Between proximity and distance: How couples keep their love in spite of the Corona-crisis
The Coronavirus intended for weeks the life – and the relationship everyday. Many couples have spent more time together than usual. That’s not always run smoothly.
Every Fourth (27 percent), living in a partnership, it is uncertain whether his relationship survives the Corona-crisis unscathed. This is the result of a survey conducted by the Online Dating Agency Parship among approximately 1,000 German citizens.
It is important to understand why it’s so, says Ann-Marlene Henning. “The body and brain are set up on danger, so the fight-or-flight,” says the sex therapist from Hamburg.
Escape the last few weeks, however, was not possible.
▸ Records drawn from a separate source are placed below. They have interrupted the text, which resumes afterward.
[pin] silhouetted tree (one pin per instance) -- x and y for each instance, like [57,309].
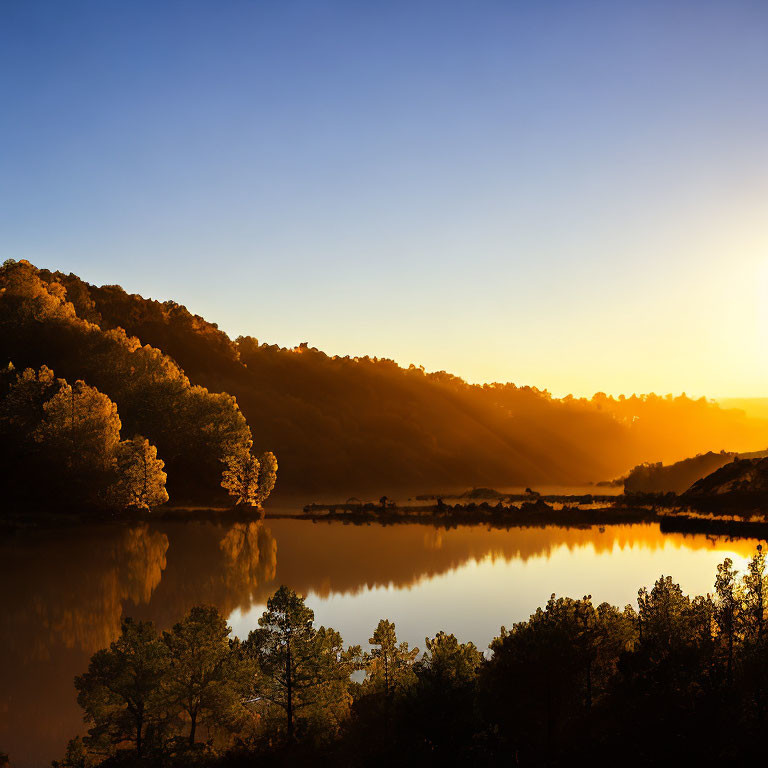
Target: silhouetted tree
[206,678]
[389,664]
[240,477]
[301,670]
[122,691]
Instead, it is for many 24/7 home office, in addition to the better half, and possibly children. “Since the Partner is also to the enemy.
Couple therapist Clemens von Saldern, from Berlin, is pleading for leniency. Be tip: a lot of effort to realize, again and again, how is the Partner – and self.
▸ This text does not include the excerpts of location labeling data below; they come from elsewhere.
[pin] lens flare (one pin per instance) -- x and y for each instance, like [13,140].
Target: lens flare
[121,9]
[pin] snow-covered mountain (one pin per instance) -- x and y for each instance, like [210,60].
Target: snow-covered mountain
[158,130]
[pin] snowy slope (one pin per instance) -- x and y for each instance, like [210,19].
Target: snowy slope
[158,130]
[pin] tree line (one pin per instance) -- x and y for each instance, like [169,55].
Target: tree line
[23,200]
Barbara Lubisch is not recommended to put every word on the gold balance. “Do you have understanding for your Partner and for ill feelings,” advises the Deputy Federal Chairman of the German psychotherapists Association.
Joint projects are looking for
Against the boredom and the thoughts carousel stimulates of Saldern to, projects to look for, things for which no time was – together with the Partner or the partner.
However, to create the space and to protect this, the experts consider to be extremely important. If possible, spatially.
The a recovers maybe better with a Workout in the living room, while the other prefer to go for a walk. “It is important to look for ways that everyone can a little bit of leeway, even without a Partner to maintain,” says psychotherapist Lubisch.
Time for relationship work
Maybe couples can use this time for Positive? The question is: Can I tackle something I’ve wanted to change for a long time? This can also apply to the partnership. Games with question cards or tasks can help in the relationship work and casual time.
It can be helpful to be consciously aware of time is a great way to each other and, for example, to former common ground to build on: “This could be long walks with a picnic, common music-Listening or movie-Watching or photo books of common holidays, design”, is Lubisch.
Help in cases of domestic violence
But what if that doesn’t help, the sound is rough, the Aggression increasing? The long period of contact has provided the lock in many partnerships for increased potential for conflict. Statistics show an increase in domestic violence.
Who is aggressive, the Lubisch advises: “you break the Situation!” You should stop out of the room or go round the Block, call friends or the Samaritans.
Who is violence in the relationship, it can even maybe get no help. “You’re the one being watched, sometimes constantly,” explains Henning. It therefore calls on friends or neighbors to be vigilant and to call in case of emergency, the police.
Deutsche Presse-Agentur (dpa)
*The contribution of “Between proximity and distance: How couples keep their love in spite of the Corona-crisis in an upright position” published by FitForFun. Contact with the executives here.